次の日。空は鉛色の雲に覆われ、今にも雨が降りそうな天候であった。
(うわ〜…雨降らなきゃいいけど…)
最初に目が覚めたレビィが、洞窟の入り口で空を見上げている。その背後から次に目を覚ましたシャインが話しかけた。
「早起きだな。」
「うーん…あまり寝付けなくって。」
「そうか。」
「そういうシャインも早いね。やっぱり寝付けなかったの?」
「いや、俺は元々眠りが浅いし朝も早い。」
「へぇ〜。でも朝が早いわりには遅刻するよね。授業中も寝てばっかだし。」
「それはそれだ。また話がちげぇ。」
「え〜結構関係あると思うけど。」
クスクスと笑うレビィの顔を見て、シャインも釣られてフッと小さく笑った。
──その時だった。
(ふむ…やはりその者と話している時が、一番高揚感があるな。)
突然レビィの耳に、知らない女性の声が聴こえてきたのだ。
「えっ!?」
レビィが思わず口に出して驚く。
「どうしたレビィ?」
シャインが尋ねる。
「う、ううん!何でもない!気にしないで!」
レビィが笑顔で必死に誤魔化す。シャインは疑問を抱きながらも、そこからの追求はしなかった。
そうこうしている内に他の4人も目を覚まし、今からの動きについての会議を始めた。そして会議の結果、食料調達にスノウとヒューズ、飲み水調達にエアルとサナ、そして洞窟の見張り番にシャインとレビィという役割になり、各々行動を開始した。

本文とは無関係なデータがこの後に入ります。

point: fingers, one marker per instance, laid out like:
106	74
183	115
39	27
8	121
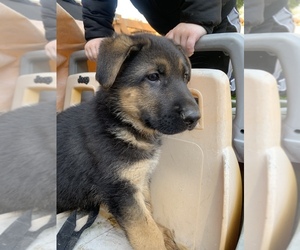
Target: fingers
186	35
92	48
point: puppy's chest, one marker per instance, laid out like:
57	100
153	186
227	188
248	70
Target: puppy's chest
140	172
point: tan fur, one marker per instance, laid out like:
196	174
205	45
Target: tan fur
144	233
130	99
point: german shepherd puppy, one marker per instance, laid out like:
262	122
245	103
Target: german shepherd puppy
109	146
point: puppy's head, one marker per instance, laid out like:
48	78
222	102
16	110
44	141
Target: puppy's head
146	77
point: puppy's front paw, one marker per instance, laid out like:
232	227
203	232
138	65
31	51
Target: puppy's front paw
169	239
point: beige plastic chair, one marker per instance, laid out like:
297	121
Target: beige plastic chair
196	189
18	36
70	38
270	184
29	87
76	84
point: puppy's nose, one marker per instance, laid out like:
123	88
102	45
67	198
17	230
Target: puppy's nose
190	118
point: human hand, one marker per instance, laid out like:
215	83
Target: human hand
92	48
186	35
50	49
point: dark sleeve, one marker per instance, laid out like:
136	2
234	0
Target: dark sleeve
49	18
254	13
206	13
98	18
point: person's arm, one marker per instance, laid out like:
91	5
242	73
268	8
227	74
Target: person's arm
197	19
98	18
48	12
204	13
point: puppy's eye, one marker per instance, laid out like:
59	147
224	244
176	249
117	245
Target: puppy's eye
186	77
154	77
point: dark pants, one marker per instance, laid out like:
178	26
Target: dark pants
217	59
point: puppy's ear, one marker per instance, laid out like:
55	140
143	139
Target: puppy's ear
113	52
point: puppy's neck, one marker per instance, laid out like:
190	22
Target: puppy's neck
126	128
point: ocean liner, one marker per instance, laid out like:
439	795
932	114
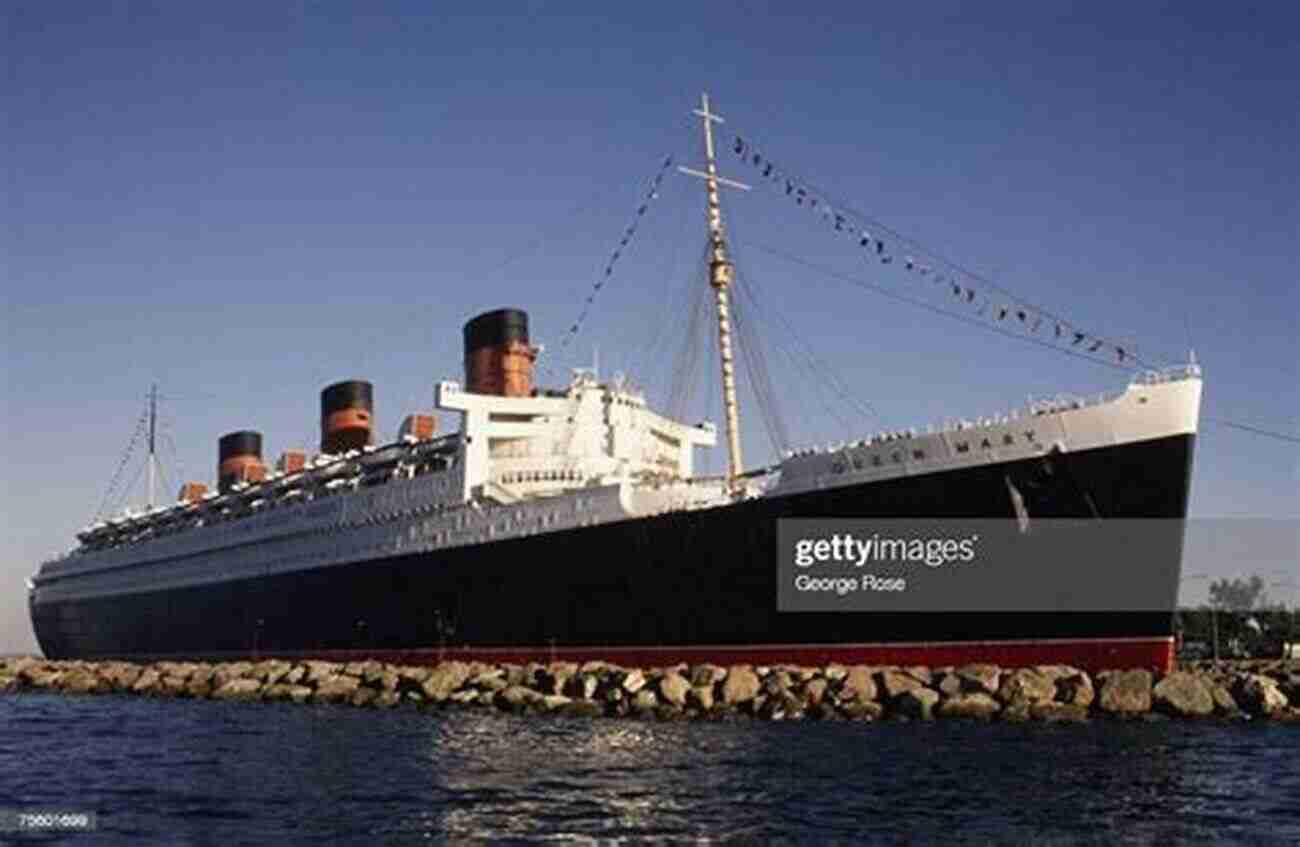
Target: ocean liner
570	522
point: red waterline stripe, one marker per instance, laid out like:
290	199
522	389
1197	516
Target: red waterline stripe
1092	655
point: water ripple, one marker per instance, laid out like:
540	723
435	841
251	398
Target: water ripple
167	771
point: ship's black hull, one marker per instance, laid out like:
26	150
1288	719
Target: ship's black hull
680	586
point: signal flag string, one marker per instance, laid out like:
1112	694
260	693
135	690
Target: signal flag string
650	196
885	246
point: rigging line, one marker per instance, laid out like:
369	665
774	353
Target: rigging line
928	307
941	259
744	339
761	379
761	376
670	307
685	373
820	370
648	198
126	493
126	456
176	456
813	374
1257	430
687	302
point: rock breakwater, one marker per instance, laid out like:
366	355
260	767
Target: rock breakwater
983	693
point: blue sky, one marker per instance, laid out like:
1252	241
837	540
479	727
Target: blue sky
247	202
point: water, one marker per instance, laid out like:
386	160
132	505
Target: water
204	772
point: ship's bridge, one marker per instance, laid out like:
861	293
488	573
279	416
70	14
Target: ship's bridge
590	434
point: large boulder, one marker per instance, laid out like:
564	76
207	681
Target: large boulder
674	687
1026	685
82	681
858	685
975	706
1058	712
741	685
238	689
1260	695
443	680
1125	691
917	703
979	678
706	674
633	681
147	682
336	689
1184	695
814	690
895	683
516	698
1077	690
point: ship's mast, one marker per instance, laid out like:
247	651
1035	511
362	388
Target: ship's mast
720	274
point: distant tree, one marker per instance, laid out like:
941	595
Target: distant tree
1236	595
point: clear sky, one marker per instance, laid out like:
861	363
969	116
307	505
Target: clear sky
246	202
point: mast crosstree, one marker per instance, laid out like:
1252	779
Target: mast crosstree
720	276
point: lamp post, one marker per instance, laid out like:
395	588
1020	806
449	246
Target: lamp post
1213	613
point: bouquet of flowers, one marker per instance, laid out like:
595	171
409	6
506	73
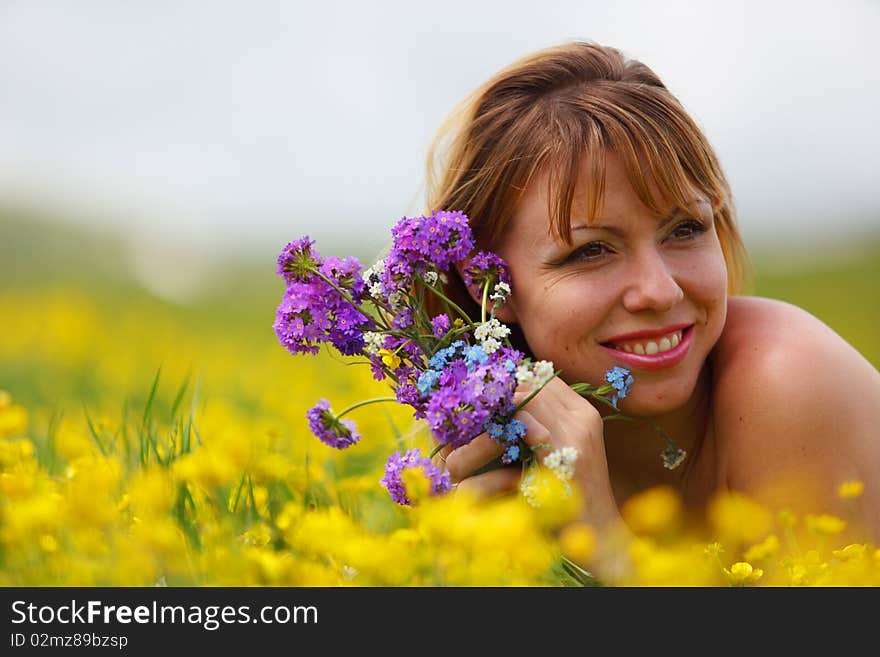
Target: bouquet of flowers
458	373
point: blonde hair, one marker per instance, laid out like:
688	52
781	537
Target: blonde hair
544	112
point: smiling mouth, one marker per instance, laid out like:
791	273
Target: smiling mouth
649	346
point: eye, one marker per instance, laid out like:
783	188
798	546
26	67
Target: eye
589	252
688	229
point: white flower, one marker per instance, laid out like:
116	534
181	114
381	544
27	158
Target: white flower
501	292
535	374
374	342
490	345
542	372
491	329
528	488
561	462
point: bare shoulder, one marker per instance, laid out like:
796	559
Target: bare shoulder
792	400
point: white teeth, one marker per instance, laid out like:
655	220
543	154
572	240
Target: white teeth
651	347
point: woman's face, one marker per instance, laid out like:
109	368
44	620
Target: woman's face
661	278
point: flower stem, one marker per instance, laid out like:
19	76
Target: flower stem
452	304
535	392
375	400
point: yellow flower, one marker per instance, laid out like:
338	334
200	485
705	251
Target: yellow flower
824	524
389	358
852	551
578	542
713	549
13	418
851	489
416	484
654	511
766	548
742	573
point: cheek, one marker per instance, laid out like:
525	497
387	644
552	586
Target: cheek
564	314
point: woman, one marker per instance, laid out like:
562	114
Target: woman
579	168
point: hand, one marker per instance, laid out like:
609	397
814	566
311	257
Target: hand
557	417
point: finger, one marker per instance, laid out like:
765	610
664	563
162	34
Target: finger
463	460
491	484
439	459
536	432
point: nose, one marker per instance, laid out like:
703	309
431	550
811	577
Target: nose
651	285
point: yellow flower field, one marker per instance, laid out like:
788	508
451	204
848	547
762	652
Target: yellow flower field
147	444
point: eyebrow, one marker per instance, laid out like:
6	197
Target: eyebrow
676	213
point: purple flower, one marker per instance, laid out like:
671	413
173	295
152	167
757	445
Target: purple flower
485	268
297	261
470	394
312	310
330	429
621	380
440	325
394	468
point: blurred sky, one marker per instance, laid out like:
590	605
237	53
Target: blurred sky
242	125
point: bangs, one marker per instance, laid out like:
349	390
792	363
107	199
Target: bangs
652	135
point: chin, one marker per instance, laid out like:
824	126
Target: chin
654	400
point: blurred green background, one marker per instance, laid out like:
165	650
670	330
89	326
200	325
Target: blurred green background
838	283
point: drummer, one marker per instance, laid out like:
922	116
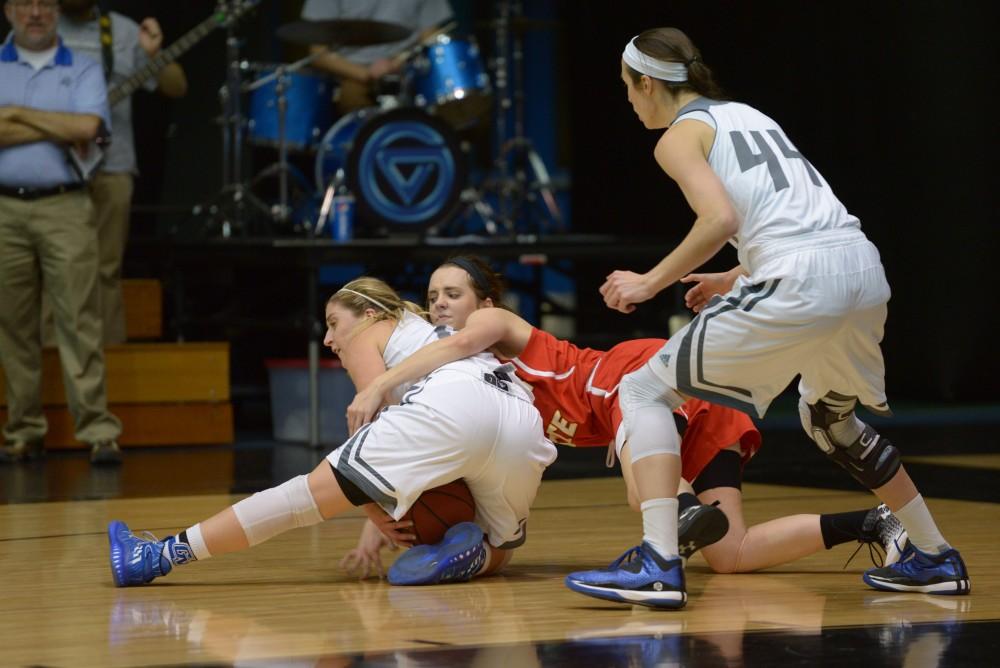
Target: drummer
359	69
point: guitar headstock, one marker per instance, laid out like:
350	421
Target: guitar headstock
228	12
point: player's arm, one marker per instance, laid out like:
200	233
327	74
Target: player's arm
681	153
59	126
13	133
483	329
339	66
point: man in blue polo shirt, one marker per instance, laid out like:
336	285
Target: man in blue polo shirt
50	99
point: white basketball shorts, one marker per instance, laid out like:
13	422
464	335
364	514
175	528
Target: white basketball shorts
823	318
455	424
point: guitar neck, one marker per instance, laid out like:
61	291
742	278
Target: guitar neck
164	58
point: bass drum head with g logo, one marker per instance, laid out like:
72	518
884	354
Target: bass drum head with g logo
407	170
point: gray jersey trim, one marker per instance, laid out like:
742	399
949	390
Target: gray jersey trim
359	478
704	104
756	293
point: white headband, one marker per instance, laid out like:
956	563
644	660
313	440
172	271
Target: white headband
365	297
658	69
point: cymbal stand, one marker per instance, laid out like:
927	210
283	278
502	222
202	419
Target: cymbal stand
514	190
281	212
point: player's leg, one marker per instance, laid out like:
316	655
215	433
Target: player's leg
746	549
651	573
508	452
299	502
853	360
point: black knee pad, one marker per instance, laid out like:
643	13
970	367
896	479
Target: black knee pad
871	459
725	470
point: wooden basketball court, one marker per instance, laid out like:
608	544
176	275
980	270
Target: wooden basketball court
286	602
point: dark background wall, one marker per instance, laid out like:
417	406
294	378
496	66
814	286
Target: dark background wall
890	101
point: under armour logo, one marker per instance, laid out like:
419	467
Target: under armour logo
181	553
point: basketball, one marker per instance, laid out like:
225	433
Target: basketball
440	508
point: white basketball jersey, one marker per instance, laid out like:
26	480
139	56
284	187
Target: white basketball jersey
782	200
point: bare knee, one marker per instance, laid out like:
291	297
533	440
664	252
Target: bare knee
498	559
633	501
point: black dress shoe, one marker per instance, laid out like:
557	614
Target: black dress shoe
19	451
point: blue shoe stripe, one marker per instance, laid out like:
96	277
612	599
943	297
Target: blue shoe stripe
457	558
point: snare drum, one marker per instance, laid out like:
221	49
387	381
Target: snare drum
331	156
405	168
449	79
308	110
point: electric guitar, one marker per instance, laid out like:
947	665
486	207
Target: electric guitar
85	162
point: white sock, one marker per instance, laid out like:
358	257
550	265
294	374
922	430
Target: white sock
920	527
847	431
659	526
185	547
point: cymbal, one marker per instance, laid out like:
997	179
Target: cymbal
520	24
343	32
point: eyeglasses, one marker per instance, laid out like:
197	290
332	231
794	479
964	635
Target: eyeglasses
41	5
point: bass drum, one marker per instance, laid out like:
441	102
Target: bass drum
405	168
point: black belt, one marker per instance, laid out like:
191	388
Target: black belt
38	193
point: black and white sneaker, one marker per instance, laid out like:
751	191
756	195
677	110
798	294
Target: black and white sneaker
883	529
700	526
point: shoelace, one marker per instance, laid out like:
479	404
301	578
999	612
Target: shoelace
628	556
147	536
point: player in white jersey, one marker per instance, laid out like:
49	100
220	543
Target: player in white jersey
464	420
808	297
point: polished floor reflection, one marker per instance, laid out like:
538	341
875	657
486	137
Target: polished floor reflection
287	603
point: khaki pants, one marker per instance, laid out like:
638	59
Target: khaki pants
111	196
50	245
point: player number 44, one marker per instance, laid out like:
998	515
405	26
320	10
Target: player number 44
765	154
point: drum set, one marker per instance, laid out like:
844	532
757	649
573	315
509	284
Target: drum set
400	165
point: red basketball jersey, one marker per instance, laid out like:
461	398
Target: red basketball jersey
576	392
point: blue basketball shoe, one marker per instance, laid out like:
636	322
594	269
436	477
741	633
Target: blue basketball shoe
135	560
917	571
459	556
700	526
640	576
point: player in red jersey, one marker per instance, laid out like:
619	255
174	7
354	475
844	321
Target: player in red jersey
576	391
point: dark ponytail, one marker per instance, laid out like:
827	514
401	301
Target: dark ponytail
672	45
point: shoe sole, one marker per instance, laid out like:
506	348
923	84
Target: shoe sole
456	558
949	588
895	551
117	552
106	458
706	528
651	599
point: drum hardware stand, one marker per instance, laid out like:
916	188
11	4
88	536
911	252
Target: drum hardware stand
232	199
280	212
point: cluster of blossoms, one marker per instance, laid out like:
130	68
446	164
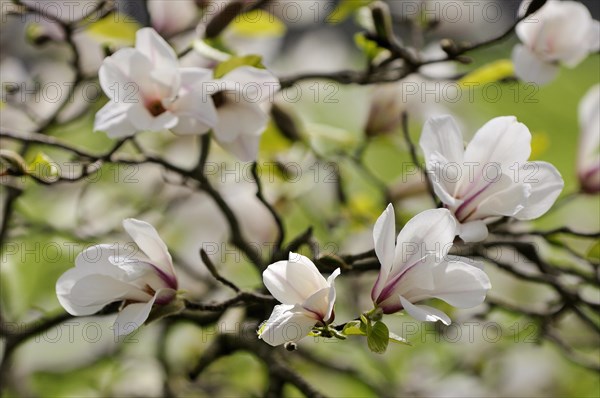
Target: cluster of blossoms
150	91
478	184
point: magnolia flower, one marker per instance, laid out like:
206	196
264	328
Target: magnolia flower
415	267
560	32
306	296
107	273
149	91
241	120
491	178
588	159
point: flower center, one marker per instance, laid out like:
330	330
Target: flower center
155	107
219	99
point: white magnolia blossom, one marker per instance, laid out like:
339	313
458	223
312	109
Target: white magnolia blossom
588	159
491	178
307	298
149	91
104	274
560	32
241	120
415	266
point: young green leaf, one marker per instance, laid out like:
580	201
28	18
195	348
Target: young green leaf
235	62
378	337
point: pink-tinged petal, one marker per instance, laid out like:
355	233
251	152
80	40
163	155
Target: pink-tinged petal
530	68
255	85
332	294
125	76
274	278
148	240
546	185
442	135
444	177
143	120
503	196
472	231
384	236
286	324
502	141
425	312
319	303
458	283
293	281
64	286
94	290
156	49
113	119
429	232
194	116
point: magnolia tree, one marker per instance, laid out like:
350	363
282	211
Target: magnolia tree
199	195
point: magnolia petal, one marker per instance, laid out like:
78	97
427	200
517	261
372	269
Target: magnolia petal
472	231
384	234
504	197
442	135
113	119
424	312
285	325
594	37
148	240
415	282
194	115
546	185
502	141
460	284
143	120
320	304
64	286
431	231
239	118
530	68
102	290
113	75
156	49
293	281
443	186
332	294
133	316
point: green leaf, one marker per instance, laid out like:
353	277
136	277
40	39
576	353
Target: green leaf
594	252
368	47
235	62
354	328
398	339
44	168
116	29
345	9
489	73
378	337
257	23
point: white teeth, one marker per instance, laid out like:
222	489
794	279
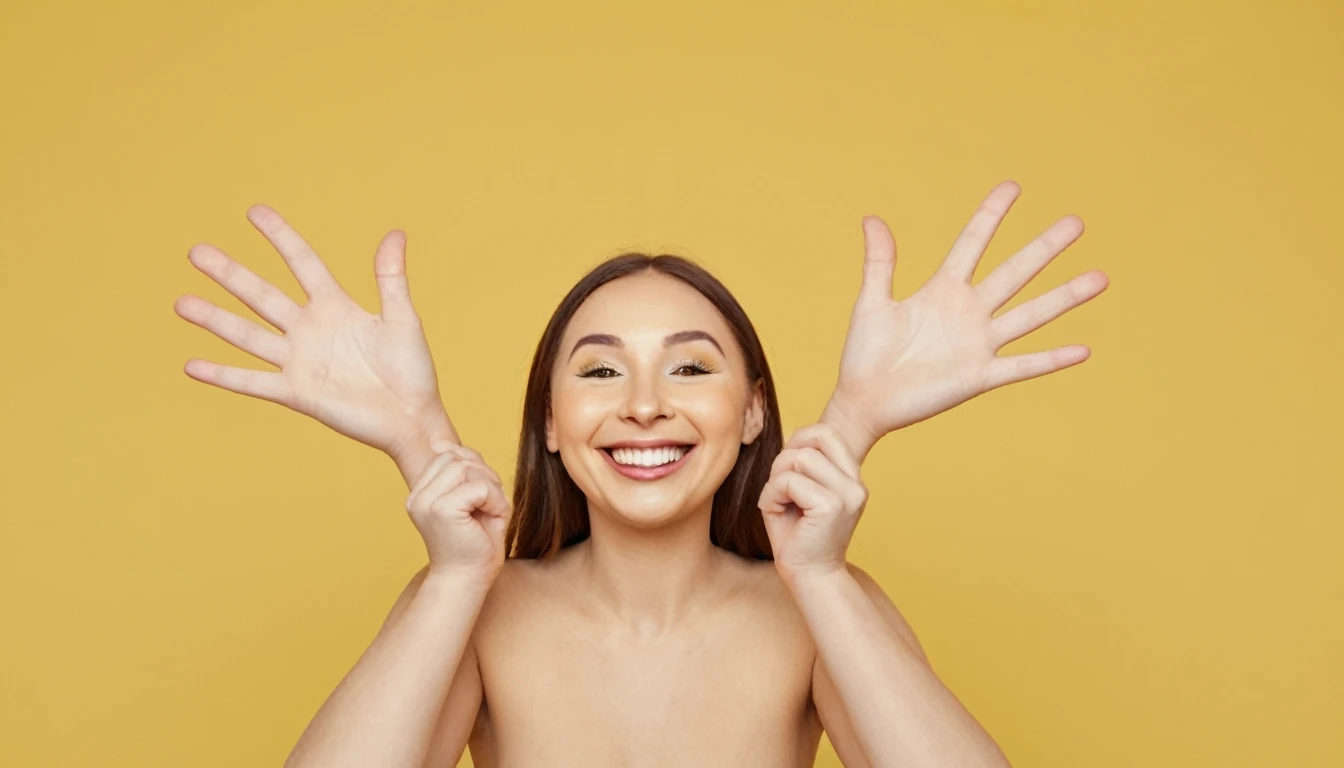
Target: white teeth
648	456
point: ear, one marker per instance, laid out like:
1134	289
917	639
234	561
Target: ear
754	420
551	444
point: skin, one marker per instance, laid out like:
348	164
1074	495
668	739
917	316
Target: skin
644	644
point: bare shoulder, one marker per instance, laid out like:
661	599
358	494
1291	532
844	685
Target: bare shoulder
762	595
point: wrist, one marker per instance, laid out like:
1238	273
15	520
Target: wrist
812	580
411	452
844	418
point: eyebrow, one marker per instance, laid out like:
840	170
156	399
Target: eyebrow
679	338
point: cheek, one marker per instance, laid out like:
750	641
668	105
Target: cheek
577	414
717	413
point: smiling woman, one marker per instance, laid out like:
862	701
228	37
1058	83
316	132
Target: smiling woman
669	584
645	386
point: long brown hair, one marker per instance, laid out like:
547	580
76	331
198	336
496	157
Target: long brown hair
550	511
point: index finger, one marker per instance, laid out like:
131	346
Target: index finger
308	268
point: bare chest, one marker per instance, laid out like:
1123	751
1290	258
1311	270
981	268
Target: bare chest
733	692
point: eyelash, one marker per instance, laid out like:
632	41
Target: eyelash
699	366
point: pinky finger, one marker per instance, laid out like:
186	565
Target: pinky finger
262	385
1022	367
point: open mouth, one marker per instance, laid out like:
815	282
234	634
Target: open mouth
648	463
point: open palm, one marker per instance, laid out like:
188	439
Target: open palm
368	377
907	361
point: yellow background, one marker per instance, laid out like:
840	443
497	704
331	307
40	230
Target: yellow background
1130	562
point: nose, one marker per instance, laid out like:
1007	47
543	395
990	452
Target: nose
645	400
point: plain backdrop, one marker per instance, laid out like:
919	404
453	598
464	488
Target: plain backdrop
1130	562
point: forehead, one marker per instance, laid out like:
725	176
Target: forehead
647	307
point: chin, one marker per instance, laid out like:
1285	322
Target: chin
649	513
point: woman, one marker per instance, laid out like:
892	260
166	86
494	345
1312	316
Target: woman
625	608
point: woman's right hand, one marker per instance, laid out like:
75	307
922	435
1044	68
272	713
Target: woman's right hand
368	377
460	509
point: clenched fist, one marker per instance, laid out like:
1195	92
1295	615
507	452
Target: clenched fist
460	509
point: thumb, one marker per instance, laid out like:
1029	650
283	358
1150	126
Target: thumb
394	293
879	261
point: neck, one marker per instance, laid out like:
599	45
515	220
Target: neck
649	579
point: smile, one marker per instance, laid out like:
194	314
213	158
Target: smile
648	464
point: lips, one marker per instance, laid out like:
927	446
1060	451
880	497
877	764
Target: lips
647	472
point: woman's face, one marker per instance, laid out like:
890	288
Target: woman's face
647	359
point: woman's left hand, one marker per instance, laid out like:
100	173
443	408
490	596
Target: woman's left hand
910	359
812	503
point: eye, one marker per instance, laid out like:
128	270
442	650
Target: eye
696	367
597	370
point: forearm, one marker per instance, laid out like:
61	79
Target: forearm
413	455
844	418
383	712
902	713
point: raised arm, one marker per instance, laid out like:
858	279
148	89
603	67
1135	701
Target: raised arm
368	377
903	362
413	696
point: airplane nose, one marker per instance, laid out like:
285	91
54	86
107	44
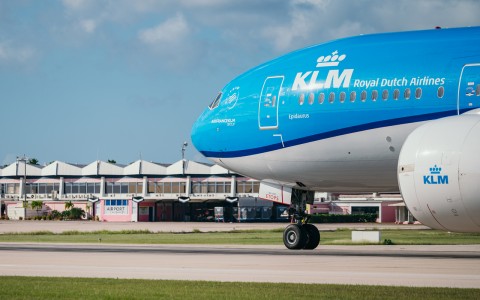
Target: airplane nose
196	135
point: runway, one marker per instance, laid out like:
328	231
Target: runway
439	266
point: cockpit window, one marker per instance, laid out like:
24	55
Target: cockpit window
215	102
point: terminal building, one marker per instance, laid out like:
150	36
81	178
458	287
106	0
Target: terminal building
145	191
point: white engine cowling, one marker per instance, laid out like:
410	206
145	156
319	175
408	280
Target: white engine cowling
439	173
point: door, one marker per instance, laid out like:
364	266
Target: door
469	88
151	214
269	102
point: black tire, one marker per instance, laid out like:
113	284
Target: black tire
313	236
295	237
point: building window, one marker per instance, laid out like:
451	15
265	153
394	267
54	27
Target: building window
248	187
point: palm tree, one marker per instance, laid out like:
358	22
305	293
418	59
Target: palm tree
33	161
68	205
37	205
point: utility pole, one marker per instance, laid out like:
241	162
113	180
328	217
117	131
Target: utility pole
24	159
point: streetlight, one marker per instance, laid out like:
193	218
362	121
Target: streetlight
24	188
184	147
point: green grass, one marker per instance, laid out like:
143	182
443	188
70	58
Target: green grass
247	237
98	288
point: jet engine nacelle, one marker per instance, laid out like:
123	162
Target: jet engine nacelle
439	173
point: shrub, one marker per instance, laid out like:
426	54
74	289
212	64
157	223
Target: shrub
55	215
76	213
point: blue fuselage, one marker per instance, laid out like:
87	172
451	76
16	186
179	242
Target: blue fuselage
290	112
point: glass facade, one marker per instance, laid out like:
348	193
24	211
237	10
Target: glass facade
167	187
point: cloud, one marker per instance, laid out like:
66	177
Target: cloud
88	25
172	30
12	54
76	4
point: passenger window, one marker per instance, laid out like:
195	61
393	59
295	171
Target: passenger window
216	101
406	94
301	99
396	94
440	92
311	98
321	98
363	96
331	97
374	95
418	93
385	95
353	96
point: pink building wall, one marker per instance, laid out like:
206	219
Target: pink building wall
115	213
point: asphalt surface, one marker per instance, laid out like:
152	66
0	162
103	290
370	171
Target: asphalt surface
438	266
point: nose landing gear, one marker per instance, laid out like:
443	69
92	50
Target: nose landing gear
301	234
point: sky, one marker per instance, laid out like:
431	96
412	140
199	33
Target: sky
86	80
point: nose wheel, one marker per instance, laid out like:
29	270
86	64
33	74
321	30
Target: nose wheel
301	235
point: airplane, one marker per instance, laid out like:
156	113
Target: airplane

洞窟の見張りとなったシャインとレビィ。特に何か起きることも起こすこともないので、のんびりと待つことにした。レビィは入り口付近で座り、少し後ろでシャインが寝転んで眠っている。
(あの声、何だったんだろう?)
レビィは突然聴こえた女性の声を思い返す。
──その時。
(我を呼んだか?)
また例の女性の声が聴こえてきた。レビィはビクッと驚いてから周囲を見渡す。だが、居るのは寝ているシャインだけであった。
「誰なの?姿があるのなら見せなさい。」
レビィはシャインを起こさぬよう小声で警告しながらゆっくりと立ち上がる。
(落ち着け。どれだけ周りを警戒しようと我を見付けることは不可能だ。あと、姿を見せることも不可能。なんせ、お主の『心の中』から話しかけているからな。)
「心の…中から?」
レビィはスッと自身の胸に手をあてた。
(そうだ。我は…そうだな…『夜叉魔法の化身』、みたいなものだろうか。)
「夜叉魔法の…化身?」
理解が追い付かず、レビィはただ困惑する。
(やれやれ…お主がなかなか『契り』を交わさないから、我のような存在が生まれたのだぞ。)
夜叉魔法の化身が呆れた声色で告げる。
「どういうこと?契り?」
ますます困惑していくレビィ。
(はぁ…もう少し自分の魔法について調べるのだな。もう良い。少し体を借りるぞ。お主の『主』になれる者はいるからな。)
「えっ!?何を…!」
次の瞬間、レビィは意識が遠のき、気を失ってしまった。レビィの倒れる音を聴いたシャインは、ぱちっと目を覚ました。
「おい!どうしたレビィ!?」
気を失っているレビィに駆け寄り、シャインはレビィの体を抱き起こす。すると数秒後、レビィは目を覚まし、美しい青い瞳でシャインを見詰めた。
「大丈夫、ありがとう。」
礼を言いながら、レビィはシャインの頬に触れる。
「レ、レビィ…?」
ここでシャインは気付く。今のレビィが妙に艶かしいことに。
「ねぇシャイン…」
困惑するシャインを器用に押し倒し、レビィは馬乗り状態になる。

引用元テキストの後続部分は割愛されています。